The Chargers need help at the safety position. As of right now, Jahleel Addae, Adrian Phillips, Rayshawn Jenkins and newly-acquired Jaylen Watkins are the current safeties on the roster. Yeah, not too much flash there. Tre Boston, last year’s starting free safety who finished with career highs in every statistical category, is an unrestricted free agent and remains unsigned.

It’s clear general manager Tom Telesco doesn’t value the safety position, but James will make Telesco change his stance.

James was a member of the Seminoles for three seasons (2015-17). However, he entered 2017 as a redshirt sophomore after a meniscus tear cost him all but two games in 2016. James was the highest-graded safety in the nation in both 2015 and 2017, per Pro Football Focus standards.

And he was very durable and had decent production in those two seasons. James played in all 24 regular-season games and totaled 175 tackles, including 15 for loss, 15 pass deflections, six quarterback hurries, 5.5 sacks, two interceptions, two forced fumbles and one defensive touchdown, per College Football Statistics. In 2017, he contributed on special teams, returning six kicks for 170 yards (an average of 28.3 yards per return), as well as blocked a field goal.

James was named first-team All-ACC and first-team All-American (Football Writers Association of America) for last year’s performance. PFF’s Steve Palazzolo details what James brings to the table in this very insightful piece. He’s a leader in the locker room and the perfect movable chess piece for defensive coordinator Gus Bradley. He’s a hard hitter who is solid in coverage and, unlike most of the team’s safeties last year, he can tackle. Pazzolo notes that James missed just 15 of his 160 career tackle attempts.

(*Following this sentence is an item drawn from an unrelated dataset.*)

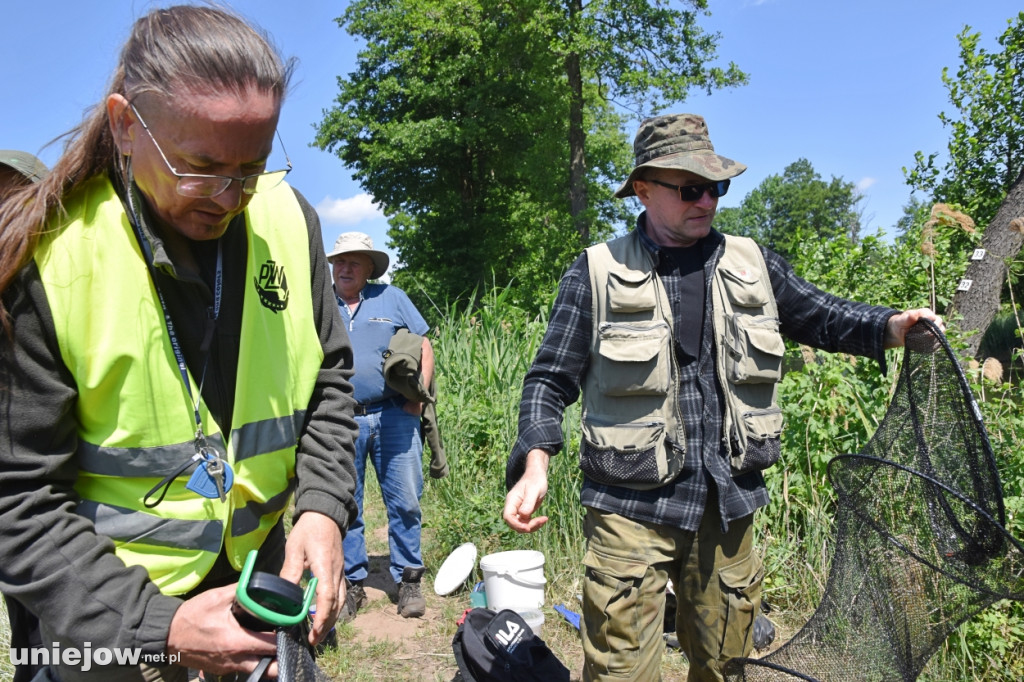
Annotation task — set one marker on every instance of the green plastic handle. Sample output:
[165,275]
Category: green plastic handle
[261,611]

In terms of weaknesses, many scouts agree that despite always being around the football, James doesn’t have the ball skills you want in a safety (only three career interceptions). They also say he takes some bad angles, gets fooled on play fakes from time to time and can stay locked in on a receiver instead of focusing on the quarterback’s eyes. However, he’s still learning and has an extremely high ceiling.

NFL.com’s Daniel Jeremiah is also high on James, ranking the Florida State product eighth overall among 2018 draft prospects. Jeremiah is keen on James’ versatility.

“James is a versatile talent with exceptional size, speed and physicality. He lined up all over the field for the Seminoles. He took snaps at both safety spots, nickel cornerback, sub-package linebacker and was asked to rush from the outside linebacker position on occasion during his collegiate career.”

Not only is he versatile, but he’s so athletic for a 6-foot-3, 215-pound safety. At the NFL Scouting Combine, James ran a 4.47 40-yard dash, bench pressed 21 reps of 225 pounds and finished with a 40-inch vertical and 11-foot broad jump; he ranked in the top 10 in those categories among safeties (did not participate in any other event). With his size and speed, he can match up with almost anyone on the field.

Why might he slide? Again, safeties don’t go high. Dating back to 2010, only three safeties–Adams (sixth overall), Mark Barron (seventh overall) and Eric Berry (fifth overall)–were selected in the top 10; only four others made it in the top 15, including Hooker (15th overall), Karl Joseph (14th overall), Kenny Vaccaro (15th overall) and Earl Thomas (14th overall).

Will past knee injuries push James down the board? He’s not considered injury prone, but he has had a torn meniscus and torn ACL (in his medical history). What about his limited experience? He only played in 26 games at FSU.

I hope James slides. He’s my favorite defensive player in this draft not named Tremaine Edmunds and would start right away at safety alongside Addae. Like the great Michael Scott once said, “May your hats fly as high as your dreams.”